Lesson 3 is, gravel roads mean big bastard stones flying at you, not much you can do about that but I now have a massive bruise on one shin and my apparently “all terrain!” chain guard has been smashed to pieces, with the remaining piece hanging off.

After about 50kms the road climbed out of the valley to about 3000m and I started to pass people in cars who come from Mendoza to a sightseeing point that overlooks the Andes.  The road improved a bit too as over time the cars have cleared some of the gravel away.  This was useful as I could concentrate more on the scenery, which as always was amazing.  I didn’t know this at the time but the Uspallata valley was used for the filming of Seven Years in Tibet, not seen the film but have to say the scenery is pretty impressive. 

Views back to the Andes, can see the gravel road taken too
A picture of Mr Pitt from the movie
Continuing on I reached Villavicencio, where pretty much every bottle of mineral water in Argentina is sourced from, and from there I started to drop down the Villavicencio valley.  This is the old international road to Chile and winds down in what must be several hundred switchbacks and bends and called the Caracoles de Villavicencio, or "the snails of Villavicencio".

This was great fun but also a bit dangerous as many sections here were in the shadows of the hills and there was a lot of ice to play with, which on a track with no barriers and deep drops over the side kept me fairly awake.  Yet another new surface to ride on, but this time I went really slowly and used my legs as stabilisers.  Not sure if this is an accepted method of riding, but I can tell you it works.
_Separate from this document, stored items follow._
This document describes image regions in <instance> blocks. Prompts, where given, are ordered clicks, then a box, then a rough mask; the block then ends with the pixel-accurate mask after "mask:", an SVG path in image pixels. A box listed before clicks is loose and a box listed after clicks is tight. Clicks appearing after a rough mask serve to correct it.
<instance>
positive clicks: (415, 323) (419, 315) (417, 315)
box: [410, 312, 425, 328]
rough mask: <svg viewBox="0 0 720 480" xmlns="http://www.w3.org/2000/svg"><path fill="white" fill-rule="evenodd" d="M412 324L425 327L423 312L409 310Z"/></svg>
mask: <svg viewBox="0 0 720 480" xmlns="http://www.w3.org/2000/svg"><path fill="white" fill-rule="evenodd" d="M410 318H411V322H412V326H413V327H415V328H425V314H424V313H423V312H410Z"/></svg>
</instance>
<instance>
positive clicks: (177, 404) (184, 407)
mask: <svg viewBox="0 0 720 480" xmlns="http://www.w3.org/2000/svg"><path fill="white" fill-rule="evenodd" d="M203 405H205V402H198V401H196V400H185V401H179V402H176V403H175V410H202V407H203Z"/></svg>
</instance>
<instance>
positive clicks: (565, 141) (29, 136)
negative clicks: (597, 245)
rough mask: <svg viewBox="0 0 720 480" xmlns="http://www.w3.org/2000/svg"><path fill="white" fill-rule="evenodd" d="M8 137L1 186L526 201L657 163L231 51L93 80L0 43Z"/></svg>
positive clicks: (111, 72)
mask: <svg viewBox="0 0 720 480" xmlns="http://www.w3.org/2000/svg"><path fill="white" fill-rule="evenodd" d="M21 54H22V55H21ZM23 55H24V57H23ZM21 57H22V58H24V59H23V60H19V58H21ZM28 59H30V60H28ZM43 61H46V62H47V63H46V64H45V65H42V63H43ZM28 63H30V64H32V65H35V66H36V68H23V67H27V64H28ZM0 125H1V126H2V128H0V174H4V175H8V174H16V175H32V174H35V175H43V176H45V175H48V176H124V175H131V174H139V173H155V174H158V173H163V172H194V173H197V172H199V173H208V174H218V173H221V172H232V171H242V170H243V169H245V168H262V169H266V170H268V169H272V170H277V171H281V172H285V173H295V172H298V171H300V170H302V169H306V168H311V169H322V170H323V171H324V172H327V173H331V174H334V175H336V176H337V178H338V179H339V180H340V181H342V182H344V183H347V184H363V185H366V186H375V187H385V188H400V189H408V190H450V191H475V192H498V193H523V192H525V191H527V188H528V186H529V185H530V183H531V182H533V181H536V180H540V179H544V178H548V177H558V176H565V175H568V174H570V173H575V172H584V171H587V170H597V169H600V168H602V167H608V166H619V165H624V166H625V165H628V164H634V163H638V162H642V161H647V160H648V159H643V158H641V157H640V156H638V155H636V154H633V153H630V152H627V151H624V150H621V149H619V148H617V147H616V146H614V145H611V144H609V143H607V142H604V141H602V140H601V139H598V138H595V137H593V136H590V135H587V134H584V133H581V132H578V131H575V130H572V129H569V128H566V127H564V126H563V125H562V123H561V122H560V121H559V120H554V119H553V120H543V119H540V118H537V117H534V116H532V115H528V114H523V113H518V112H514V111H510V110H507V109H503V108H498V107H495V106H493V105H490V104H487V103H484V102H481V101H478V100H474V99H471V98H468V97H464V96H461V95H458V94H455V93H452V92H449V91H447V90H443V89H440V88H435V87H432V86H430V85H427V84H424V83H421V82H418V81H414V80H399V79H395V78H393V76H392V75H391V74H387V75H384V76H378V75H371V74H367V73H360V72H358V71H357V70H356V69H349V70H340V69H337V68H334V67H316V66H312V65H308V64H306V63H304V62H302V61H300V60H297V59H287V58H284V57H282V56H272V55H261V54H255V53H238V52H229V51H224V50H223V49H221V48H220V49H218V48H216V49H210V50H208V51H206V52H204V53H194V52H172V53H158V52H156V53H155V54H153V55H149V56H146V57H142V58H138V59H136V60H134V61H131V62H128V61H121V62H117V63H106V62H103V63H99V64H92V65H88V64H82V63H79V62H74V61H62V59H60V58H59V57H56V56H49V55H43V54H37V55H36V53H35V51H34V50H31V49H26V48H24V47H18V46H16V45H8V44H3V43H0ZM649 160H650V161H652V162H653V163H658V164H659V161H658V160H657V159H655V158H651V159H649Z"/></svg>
This was the last section of offroad and I finally hit smooth, easy, asphalt, a godsend despite how much fun the gravel was.  Around here there were locals dotted all over bottom of the valley having Parrillas (BBQs) and the smell of food drifting everywhere made me want to stop and scrounge some food.  My GPS kicked in though, so I thought I would just get on to Mendoza instead, which was only another 20kms or so.  On a nice surface it took no time at all and I arrived at Hostel Itaka soon after, along with a thick layer of dust covering me and all that I owned.  All in all a fun, easy day and but most importantly I was in Mendoza.